The wine list boasts many great wines: 1990 Domaine de la Romanee Conti St Vivant at €3,600 per bottle; 1998 Cheval Blanc for €4,200 and a 1985 Chateau Petrus at an eyewatering €6,650. While the 2004 Petit Mouton de Mouton Rothschild seemed to be priced high at €360, the Chateau d’Yquem 1998 seemed quite reasonable by comparison at €970. Often when it’s hard to find value on a restaurant wine list the Rhone valley provides respite and this was definitely one of those situations. I settled on a bottle of 2003 St Joseph from Domaine Jean-Louis Chave.
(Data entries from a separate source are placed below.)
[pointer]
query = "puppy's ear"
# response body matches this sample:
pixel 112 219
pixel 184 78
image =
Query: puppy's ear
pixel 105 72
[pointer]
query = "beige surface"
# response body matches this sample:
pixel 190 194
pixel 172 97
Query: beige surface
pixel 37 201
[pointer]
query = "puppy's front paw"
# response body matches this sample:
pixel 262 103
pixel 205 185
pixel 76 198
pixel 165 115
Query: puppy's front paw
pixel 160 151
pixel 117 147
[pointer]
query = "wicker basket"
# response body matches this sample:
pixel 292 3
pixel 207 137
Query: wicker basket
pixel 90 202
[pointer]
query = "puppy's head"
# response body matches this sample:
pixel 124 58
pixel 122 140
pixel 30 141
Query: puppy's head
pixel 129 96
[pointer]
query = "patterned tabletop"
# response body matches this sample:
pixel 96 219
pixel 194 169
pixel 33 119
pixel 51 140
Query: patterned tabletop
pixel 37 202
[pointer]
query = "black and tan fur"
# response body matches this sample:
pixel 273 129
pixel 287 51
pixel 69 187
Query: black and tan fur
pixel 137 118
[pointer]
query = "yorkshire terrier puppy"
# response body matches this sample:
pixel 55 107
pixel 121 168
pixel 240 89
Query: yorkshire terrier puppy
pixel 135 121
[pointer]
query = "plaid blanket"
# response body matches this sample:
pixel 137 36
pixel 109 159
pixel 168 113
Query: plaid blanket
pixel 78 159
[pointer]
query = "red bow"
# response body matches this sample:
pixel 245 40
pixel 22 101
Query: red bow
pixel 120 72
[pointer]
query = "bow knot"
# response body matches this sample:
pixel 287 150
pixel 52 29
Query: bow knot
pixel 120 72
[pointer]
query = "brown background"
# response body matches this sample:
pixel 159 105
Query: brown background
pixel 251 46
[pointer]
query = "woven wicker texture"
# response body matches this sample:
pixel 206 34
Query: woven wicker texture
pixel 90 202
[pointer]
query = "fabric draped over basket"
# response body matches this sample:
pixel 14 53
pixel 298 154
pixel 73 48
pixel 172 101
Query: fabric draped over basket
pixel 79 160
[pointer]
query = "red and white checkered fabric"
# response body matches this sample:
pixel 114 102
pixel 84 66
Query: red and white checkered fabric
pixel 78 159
Having chosen this based upon its relatively great value at €80, I was well pleased with the wine’s lovely mineral and liquorice flavours leading into a long peppery finish but selecting the food to match the wine was the challenge.
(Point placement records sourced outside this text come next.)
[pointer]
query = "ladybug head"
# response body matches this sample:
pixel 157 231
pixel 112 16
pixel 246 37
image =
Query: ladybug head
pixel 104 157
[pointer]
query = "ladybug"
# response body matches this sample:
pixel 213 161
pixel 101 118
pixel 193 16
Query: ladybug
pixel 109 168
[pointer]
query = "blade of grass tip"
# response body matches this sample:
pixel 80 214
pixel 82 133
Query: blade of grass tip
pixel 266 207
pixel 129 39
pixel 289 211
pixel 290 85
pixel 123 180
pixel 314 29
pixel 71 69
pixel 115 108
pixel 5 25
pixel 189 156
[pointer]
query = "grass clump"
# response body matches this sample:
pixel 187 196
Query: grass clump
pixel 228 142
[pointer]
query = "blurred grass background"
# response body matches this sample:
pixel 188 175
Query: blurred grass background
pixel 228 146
After Saint Jacques, spit roasted “Poulet Fermier” with Robuchon’s famous mashed potato, rumour has it that it’s made with 50 per cent cream plus 50 per cent butter and a little potato thrown in, sommelier Nicolas Vialettes, whom I remembered from restaurant The Square in London, came over and complimented my choice on the wine, “one of the best wine makers in the world”. Reflecting on this for a moment, I remembered the little known fact that more 100 point Parker wines have appeared from the Rhone Valley than Bordeaux!
Head sommelier Frederic Woelffle then appeared and kindly offered my companion and I a glass of 2001 Chateau La Mission Haut-Brion, “an open bottle that just happened to be in the kitchen!”. We chatted about the wine list Frederic has proudly inherited, but says he has yet to cast his signature upon it.
He invited me to return in a couple of months to do one of my Riviera Radio wine series interviews, an occasion which I’m certainly looking forward to because I suspect the wine list here is set to become something quite special.
Following the medley of desserts including apple tart and dark chocolate torte, I finally “Iles flottanted” my way home with the sweet aftertaste of a very pleasant food and wine experience!